Preseden buruk ini akan terus terjadi bahkan lebih besar eskalasinya apabila tidak ada upaya penanganan serius dan tepat dari pemangku jabatan dalam mengurai konflik perbedaan etnis, budaya, dan agama. Penyelesaian konflik perbedaan lewat jalur hukum dan meditasi masih menjadi alat yang dianggap efektif tapi apakah itu menjamin akan terurai secara keseluruan? Hal tersebut dari kacamata politik mungkin telah tersentuh tapi belum dari kacamata pendidikan.
Ruang Perjumpaan
Dalam berbangsan dan bernegara, inherenitas perbedaan latar belakang etnis, budaya, dan agama yang sangat beragam perlu untuk disyukuri. Agar integralitas kebhinikaan tersebut terjaga perlu adanya pendidikan yang ramah akan perbedaan dan pendidikan yang menghidupkan inklusifitas, kesetaraan, toleransi, dan persaudaraan lintas batas.
Inklusifitas pendidikan dapat dibangun dengan memberikan pengetahuan dan pemahaman tentang etnis, budaya, dan agama yang berbeda.
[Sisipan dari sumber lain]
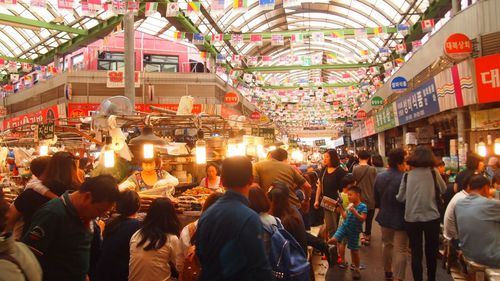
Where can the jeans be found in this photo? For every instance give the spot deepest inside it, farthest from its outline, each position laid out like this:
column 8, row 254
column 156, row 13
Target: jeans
column 330, row 222
column 416, row 231
column 395, row 243
column 368, row 222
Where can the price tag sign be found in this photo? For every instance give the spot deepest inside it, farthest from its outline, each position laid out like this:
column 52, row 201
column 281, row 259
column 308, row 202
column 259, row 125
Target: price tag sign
column 46, row 131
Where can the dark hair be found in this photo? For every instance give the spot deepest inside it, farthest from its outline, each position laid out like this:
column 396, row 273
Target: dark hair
column 211, row 199
column 280, row 205
column 236, row 172
column 103, row 188
column 473, row 161
column 38, row 165
column 61, row 173
column 348, row 179
column 422, row 157
column 334, row 158
column 279, row 154
column 364, row 155
column 212, row 165
column 478, row 182
column 258, row 200
column 127, row 205
column 377, row 160
column 161, row 219
column 396, row 157
column 355, row 189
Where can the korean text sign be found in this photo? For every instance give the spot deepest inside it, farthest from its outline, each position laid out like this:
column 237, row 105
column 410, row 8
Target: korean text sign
column 420, row 103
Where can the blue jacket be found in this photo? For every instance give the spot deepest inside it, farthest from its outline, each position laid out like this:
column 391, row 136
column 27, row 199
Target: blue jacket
column 391, row 213
column 229, row 242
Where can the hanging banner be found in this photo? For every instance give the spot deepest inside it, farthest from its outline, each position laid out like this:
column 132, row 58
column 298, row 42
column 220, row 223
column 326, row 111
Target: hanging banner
column 488, row 78
column 384, row 119
column 116, row 79
column 39, row 116
column 420, row 103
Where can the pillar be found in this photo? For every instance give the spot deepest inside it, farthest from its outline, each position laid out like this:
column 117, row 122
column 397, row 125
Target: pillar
column 129, row 38
column 381, row 143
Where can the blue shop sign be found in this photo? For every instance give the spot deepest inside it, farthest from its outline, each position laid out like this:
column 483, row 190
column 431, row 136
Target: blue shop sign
column 420, row 103
column 399, row 84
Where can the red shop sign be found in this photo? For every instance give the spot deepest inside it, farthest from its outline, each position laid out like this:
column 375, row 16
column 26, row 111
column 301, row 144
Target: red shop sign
column 488, row 78
column 231, row 98
column 42, row 115
column 458, row 46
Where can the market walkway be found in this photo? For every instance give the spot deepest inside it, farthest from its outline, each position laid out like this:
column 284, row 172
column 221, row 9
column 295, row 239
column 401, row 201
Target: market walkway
column 371, row 256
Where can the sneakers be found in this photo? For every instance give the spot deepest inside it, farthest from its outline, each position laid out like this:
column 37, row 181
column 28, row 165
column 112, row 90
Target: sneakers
column 356, row 275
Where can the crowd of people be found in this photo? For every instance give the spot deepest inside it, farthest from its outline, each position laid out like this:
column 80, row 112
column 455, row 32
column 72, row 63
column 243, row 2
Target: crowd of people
column 258, row 229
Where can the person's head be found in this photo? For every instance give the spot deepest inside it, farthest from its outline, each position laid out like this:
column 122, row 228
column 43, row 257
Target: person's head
column 347, row 182
column 479, row 184
column 61, row 173
column 331, row 158
column 377, row 160
column 97, row 195
column 211, row 199
column 474, row 162
column 4, row 207
column 212, row 170
column 160, row 220
column 38, row 165
column 493, row 162
column 354, row 194
column 422, row 157
column 364, row 155
column 279, row 154
column 279, row 196
column 258, row 200
column 396, row 159
column 128, row 203
column 236, row 172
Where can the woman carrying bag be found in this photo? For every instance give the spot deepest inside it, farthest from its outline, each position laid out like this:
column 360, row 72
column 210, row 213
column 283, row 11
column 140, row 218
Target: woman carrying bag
column 421, row 190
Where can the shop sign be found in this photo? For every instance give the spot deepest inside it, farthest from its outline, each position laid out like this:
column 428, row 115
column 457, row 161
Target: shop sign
column 420, row 103
column 399, row 84
column 377, row 101
column 361, row 114
column 255, row 115
column 39, row 116
column 458, row 46
column 384, row 119
column 369, row 126
column 231, row 98
column 116, row 79
column 488, row 78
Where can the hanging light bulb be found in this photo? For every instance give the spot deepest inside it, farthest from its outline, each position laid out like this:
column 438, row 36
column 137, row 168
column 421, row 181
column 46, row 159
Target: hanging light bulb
column 481, row 148
column 148, row 151
column 44, row 150
column 109, row 153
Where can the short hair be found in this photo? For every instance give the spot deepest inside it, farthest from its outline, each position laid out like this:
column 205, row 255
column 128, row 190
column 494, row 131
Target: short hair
column 128, row 203
column 355, row 189
column 103, row 188
column 334, row 157
column 422, row 157
column 364, row 155
column 347, row 180
column 396, row 157
column 258, row 200
column 279, row 154
column 236, row 172
column 473, row 161
column 213, row 165
column 211, row 199
column 478, row 182
column 38, row 165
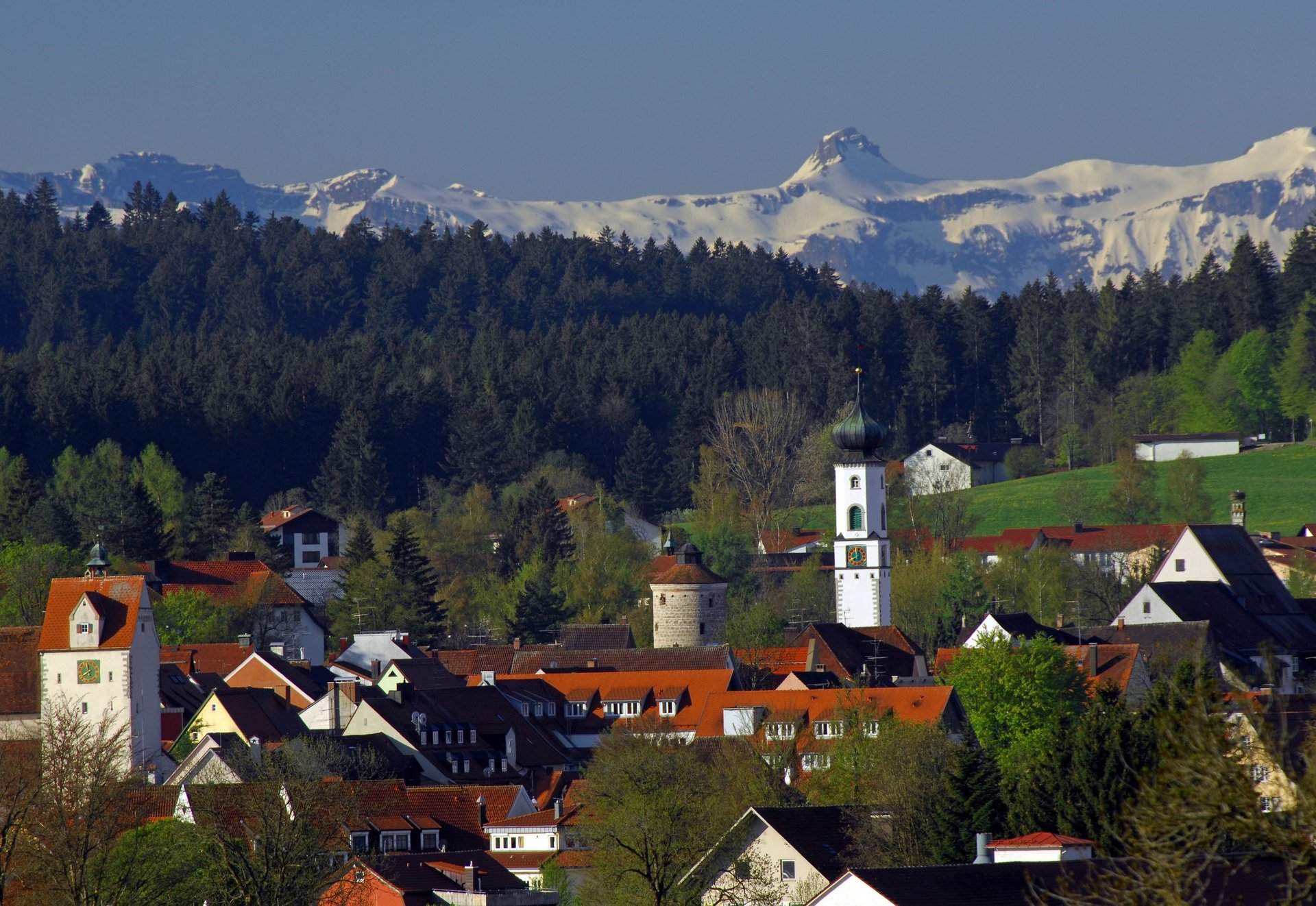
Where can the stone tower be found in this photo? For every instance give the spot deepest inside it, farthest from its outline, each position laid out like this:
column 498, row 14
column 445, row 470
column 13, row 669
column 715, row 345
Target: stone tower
column 689, row 602
column 861, row 549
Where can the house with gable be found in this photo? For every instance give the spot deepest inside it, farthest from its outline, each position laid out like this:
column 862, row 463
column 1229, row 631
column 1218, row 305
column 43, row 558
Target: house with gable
column 282, row 620
column 306, row 534
column 796, row 847
column 99, row 655
column 951, row 466
column 1217, row 574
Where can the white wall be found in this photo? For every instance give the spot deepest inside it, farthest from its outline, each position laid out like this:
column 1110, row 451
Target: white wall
column 1164, row 452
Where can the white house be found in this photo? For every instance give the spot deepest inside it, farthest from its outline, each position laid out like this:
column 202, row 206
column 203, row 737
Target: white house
column 100, row 655
column 1165, row 448
column 796, row 848
column 944, row 466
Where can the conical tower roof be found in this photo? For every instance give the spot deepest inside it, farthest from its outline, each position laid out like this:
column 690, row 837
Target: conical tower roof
column 860, row 432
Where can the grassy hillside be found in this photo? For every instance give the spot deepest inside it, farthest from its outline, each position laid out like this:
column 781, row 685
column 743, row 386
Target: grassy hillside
column 1281, row 485
column 1280, row 482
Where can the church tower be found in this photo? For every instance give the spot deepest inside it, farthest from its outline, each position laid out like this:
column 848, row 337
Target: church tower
column 862, row 550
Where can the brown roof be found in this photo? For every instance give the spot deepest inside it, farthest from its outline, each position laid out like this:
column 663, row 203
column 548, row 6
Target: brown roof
column 220, row 658
column 20, row 685
column 689, row 574
column 227, row 580
column 115, row 598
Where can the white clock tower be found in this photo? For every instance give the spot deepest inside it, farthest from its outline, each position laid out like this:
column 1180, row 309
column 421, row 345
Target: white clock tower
column 862, row 549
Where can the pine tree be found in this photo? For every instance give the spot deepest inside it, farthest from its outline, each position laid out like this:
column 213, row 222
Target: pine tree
column 212, row 518
column 642, row 476
column 540, row 609
column 353, row 476
column 17, row 495
column 416, row 580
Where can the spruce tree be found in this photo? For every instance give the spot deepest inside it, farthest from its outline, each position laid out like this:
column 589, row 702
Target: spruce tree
column 212, row 518
column 642, row 478
column 540, row 609
column 416, row 580
column 353, row 476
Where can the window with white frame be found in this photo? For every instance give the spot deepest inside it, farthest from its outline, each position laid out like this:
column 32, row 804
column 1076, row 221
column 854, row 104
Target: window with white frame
column 815, row 761
column 394, row 842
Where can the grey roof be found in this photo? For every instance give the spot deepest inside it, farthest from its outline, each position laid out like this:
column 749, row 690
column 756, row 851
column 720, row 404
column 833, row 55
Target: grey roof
column 819, row 833
column 582, row 638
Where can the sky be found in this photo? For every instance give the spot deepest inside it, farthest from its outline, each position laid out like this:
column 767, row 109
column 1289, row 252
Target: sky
column 613, row 100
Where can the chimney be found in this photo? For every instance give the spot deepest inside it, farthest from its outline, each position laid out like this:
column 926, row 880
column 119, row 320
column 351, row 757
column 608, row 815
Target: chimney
column 1237, row 509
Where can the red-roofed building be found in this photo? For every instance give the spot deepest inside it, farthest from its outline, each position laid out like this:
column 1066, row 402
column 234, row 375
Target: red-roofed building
column 98, row 629
column 1040, row 848
column 283, row 621
column 307, row 535
column 796, row 729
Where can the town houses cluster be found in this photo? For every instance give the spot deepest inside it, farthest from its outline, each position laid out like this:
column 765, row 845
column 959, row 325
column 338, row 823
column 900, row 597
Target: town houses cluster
column 480, row 754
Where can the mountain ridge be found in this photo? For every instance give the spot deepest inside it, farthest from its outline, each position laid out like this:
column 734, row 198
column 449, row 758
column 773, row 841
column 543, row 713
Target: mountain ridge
column 846, row 204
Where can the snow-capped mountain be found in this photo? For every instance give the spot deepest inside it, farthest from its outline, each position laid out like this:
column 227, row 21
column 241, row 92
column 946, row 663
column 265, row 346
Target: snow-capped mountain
column 846, row 206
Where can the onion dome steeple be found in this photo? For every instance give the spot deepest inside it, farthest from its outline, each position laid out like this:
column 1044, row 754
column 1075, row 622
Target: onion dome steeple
column 860, row 432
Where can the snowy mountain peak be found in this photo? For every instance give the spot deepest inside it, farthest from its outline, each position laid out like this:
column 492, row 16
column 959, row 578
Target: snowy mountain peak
column 849, row 153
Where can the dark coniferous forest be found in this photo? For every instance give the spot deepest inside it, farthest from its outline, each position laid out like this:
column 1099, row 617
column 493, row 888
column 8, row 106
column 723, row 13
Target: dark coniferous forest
column 277, row 356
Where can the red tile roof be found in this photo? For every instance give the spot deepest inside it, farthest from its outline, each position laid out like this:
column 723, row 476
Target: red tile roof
column 919, row 704
column 1114, row 663
column 1038, row 841
column 689, row 574
column 20, row 685
column 779, row 541
column 115, row 598
column 220, row 658
column 230, row 582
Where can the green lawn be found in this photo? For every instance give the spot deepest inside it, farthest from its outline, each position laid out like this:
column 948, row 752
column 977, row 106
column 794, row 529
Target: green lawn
column 1280, row 483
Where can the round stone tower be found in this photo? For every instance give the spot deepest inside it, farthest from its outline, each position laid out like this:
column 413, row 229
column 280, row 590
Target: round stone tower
column 690, row 602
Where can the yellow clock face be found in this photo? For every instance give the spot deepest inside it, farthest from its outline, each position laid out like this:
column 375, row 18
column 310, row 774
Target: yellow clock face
column 88, row 671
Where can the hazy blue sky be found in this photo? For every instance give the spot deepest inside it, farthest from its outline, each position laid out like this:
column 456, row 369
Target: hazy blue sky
column 609, row 100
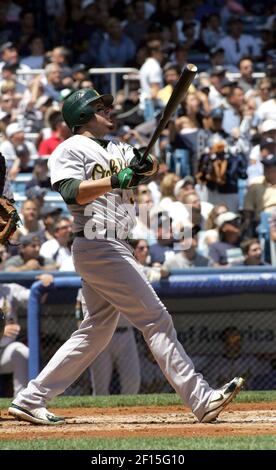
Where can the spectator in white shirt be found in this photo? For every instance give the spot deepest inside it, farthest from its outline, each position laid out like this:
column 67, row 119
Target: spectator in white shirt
column 237, row 45
column 58, row 248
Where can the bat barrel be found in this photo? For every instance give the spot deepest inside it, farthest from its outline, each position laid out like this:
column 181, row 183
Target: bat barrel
column 178, row 94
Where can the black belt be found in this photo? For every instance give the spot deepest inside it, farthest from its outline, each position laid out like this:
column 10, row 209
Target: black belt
column 82, row 235
column 79, row 234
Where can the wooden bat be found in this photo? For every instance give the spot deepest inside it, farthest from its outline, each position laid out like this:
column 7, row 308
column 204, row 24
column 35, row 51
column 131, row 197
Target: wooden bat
column 177, row 96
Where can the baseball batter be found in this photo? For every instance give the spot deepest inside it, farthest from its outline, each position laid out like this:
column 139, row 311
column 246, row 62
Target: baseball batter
column 95, row 178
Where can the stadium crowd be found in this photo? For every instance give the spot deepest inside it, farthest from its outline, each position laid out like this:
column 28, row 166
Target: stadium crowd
column 217, row 154
column 213, row 202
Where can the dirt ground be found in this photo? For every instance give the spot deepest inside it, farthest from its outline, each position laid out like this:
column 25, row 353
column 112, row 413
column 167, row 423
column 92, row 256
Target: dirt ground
column 173, row 421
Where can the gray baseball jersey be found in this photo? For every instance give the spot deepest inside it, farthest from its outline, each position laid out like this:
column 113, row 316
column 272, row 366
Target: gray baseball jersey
column 83, row 158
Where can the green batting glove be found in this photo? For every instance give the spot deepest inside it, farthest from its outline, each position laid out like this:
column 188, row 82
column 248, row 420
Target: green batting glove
column 147, row 169
column 125, row 179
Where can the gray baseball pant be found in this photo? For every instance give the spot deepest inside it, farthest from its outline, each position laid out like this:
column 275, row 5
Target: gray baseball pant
column 113, row 282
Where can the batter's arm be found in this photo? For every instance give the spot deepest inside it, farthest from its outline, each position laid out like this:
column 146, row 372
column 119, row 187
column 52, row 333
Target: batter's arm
column 74, row 191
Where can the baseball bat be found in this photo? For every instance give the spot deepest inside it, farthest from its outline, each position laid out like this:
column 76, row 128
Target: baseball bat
column 178, row 94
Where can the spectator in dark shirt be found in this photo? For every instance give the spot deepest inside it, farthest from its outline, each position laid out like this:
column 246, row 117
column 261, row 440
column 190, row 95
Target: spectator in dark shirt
column 29, row 258
column 227, row 251
column 60, row 133
column 252, row 251
column 164, row 248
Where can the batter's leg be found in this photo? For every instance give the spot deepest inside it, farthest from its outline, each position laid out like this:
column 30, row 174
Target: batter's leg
column 101, row 371
column 123, row 285
column 128, row 363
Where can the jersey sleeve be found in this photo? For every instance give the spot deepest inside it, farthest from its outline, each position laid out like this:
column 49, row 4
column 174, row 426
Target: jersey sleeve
column 67, row 164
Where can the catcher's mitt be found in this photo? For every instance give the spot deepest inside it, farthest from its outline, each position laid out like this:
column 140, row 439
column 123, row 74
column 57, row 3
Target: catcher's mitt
column 9, row 220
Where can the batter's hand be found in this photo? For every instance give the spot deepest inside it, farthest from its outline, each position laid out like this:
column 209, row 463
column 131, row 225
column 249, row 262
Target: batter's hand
column 147, row 169
column 125, row 179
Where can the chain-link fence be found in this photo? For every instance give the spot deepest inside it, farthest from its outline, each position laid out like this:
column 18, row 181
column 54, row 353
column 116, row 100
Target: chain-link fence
column 225, row 335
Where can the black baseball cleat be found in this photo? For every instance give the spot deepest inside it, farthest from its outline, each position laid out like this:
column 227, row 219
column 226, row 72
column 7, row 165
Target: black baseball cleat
column 220, row 399
column 36, row 416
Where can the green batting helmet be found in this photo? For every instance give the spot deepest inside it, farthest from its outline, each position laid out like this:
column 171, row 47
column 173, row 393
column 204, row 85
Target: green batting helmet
column 76, row 111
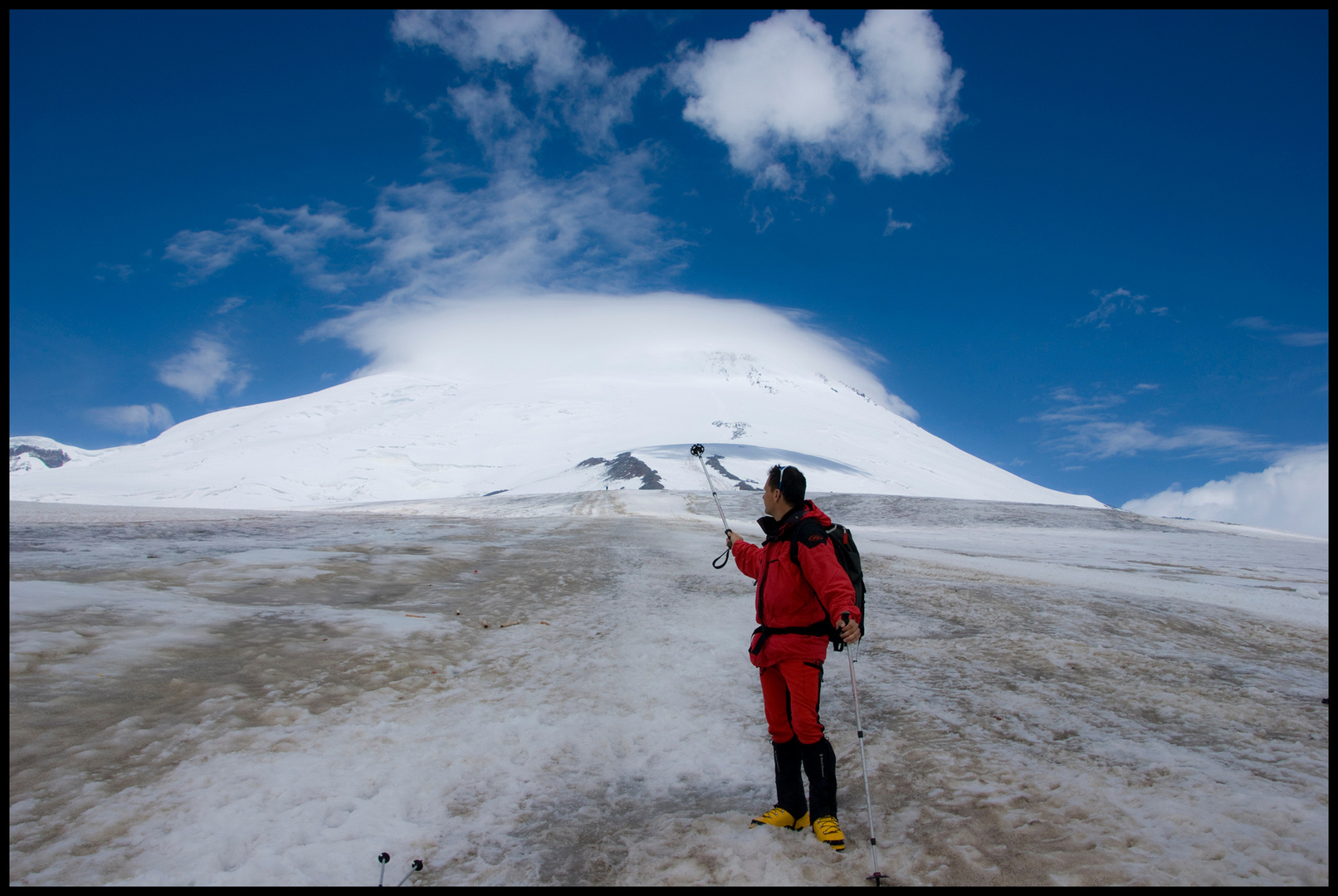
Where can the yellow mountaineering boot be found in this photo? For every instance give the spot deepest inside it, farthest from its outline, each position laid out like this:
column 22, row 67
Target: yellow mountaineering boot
column 828, row 832
column 780, row 819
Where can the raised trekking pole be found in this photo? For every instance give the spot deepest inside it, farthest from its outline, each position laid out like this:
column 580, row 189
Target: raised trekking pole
column 699, row 451
column 859, row 733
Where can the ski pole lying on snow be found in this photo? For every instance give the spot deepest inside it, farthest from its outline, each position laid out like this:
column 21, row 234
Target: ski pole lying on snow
column 697, row 451
column 386, row 858
column 859, row 733
column 413, row 865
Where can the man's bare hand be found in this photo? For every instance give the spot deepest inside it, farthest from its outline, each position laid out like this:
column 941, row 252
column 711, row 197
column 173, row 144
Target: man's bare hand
column 848, row 631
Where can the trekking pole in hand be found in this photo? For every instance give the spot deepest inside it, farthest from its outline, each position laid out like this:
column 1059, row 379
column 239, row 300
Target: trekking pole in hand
column 699, row 451
column 859, row 733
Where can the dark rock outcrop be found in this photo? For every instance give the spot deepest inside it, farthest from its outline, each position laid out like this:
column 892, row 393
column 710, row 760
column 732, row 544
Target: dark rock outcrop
column 625, row 467
column 741, row 485
column 50, row 456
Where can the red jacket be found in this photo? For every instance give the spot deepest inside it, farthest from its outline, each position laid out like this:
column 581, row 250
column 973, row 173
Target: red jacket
column 793, row 597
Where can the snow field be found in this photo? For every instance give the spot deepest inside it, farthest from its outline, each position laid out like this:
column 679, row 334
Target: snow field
column 256, row 704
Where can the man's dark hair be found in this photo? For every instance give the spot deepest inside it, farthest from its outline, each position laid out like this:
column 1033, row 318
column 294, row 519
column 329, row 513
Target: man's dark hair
column 789, row 482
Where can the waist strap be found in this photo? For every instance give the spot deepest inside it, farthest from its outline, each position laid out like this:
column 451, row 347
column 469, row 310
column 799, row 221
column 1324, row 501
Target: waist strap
column 817, row 631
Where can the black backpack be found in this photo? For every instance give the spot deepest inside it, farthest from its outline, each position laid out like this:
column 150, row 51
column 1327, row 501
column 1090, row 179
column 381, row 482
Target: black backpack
column 847, row 555
column 848, row 558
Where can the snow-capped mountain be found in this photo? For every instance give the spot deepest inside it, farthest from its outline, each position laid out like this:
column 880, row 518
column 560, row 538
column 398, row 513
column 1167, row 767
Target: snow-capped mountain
column 548, row 408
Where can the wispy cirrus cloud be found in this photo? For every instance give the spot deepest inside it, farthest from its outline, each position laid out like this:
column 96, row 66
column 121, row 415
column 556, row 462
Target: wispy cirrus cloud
column 1119, row 299
column 574, row 90
column 518, row 231
column 131, row 419
column 201, row 369
column 1285, row 334
column 894, row 225
column 203, row 253
column 1086, row 427
column 787, row 100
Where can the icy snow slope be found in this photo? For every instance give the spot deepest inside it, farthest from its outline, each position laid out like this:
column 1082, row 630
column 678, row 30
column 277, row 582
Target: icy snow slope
column 490, row 416
column 1052, row 694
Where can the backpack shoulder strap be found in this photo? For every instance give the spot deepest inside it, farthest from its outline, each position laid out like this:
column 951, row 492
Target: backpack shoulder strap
column 808, row 531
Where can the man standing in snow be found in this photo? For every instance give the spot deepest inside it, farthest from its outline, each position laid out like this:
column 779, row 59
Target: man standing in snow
column 802, row 592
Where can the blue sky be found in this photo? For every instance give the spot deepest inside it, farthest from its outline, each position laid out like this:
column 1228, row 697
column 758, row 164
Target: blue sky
column 1113, row 279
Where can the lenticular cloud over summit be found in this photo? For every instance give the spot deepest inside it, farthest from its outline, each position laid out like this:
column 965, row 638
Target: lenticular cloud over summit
column 594, row 336
column 544, row 393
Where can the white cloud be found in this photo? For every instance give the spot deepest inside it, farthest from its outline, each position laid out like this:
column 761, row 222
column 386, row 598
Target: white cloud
column 1115, row 301
column 205, row 251
column 1089, row 430
column 229, row 304
column 199, row 371
column 573, row 90
column 784, row 98
column 894, row 225
column 1290, row 495
column 134, row 419
column 518, row 231
column 455, row 338
column 1285, row 334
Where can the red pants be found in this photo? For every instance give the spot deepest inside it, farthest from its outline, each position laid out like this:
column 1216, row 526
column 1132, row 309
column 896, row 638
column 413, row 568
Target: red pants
column 789, row 692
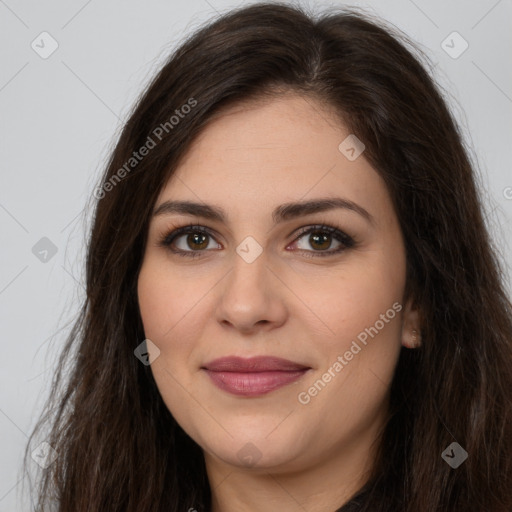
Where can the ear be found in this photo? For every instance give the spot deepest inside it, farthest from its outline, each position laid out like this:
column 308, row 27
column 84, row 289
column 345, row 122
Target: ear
column 411, row 326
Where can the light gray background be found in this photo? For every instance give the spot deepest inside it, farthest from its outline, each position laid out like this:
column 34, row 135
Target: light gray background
column 60, row 116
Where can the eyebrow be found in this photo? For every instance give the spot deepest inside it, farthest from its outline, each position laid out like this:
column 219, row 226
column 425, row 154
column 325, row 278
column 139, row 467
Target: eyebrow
column 281, row 213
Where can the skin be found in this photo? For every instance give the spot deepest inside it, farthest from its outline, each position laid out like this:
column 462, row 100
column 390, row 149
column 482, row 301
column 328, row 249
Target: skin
column 250, row 159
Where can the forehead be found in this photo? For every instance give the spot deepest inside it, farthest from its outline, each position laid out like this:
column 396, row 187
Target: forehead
column 261, row 153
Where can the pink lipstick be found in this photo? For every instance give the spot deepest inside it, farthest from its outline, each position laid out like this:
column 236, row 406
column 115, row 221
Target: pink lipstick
column 253, row 376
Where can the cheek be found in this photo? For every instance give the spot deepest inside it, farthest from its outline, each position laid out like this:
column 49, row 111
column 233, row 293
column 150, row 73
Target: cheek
column 165, row 300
Peserta didik harus literat di ranah-ranah liyan yang berbeda dari dirinya sehingga perbedaan dapat dipandang sebagai sebuah karunia.
Menelisik fakta kerukunan beragama, ternyata terjadi kontradiktif dari subtansi beragama yang baik. Menurut Setara Institue di tahun 2020 terjadi 422 pelanggaran kebebasan beragama. Intoleransi menjadi pelanggaran tertinggi kemudian secera berturut-turut diikuti laporan penodaan agama, tolak tempat ibadah, larangan aktivitas ibadah, perusakan tempat ibadah, kekerasan, dan tolak kegiatan.
Melihat fenomena intoleransi beragama tersebut, pendidikan berperan penting untuk memutus rantai intoleransi di pelbagai ranah khususnya agama. Pendidikan menjadi basis ruang perjumpaan dengan memberikan pemahaman dan kesadaran akan indahnya perbedaan, kerukunan, dan persatuan.
Pemberian materi-materi tentang toleransi perlu direproduksi secara masif di sekolah agar ruang perjumpaan kognitif terus tumbuh subur. Memfasilitasi tempat ibadah bagi peserta didik yang memiliki keyakinan yang berbeda meskipun hanya satu orang merupakan entitas sekolah ramah perbedaan.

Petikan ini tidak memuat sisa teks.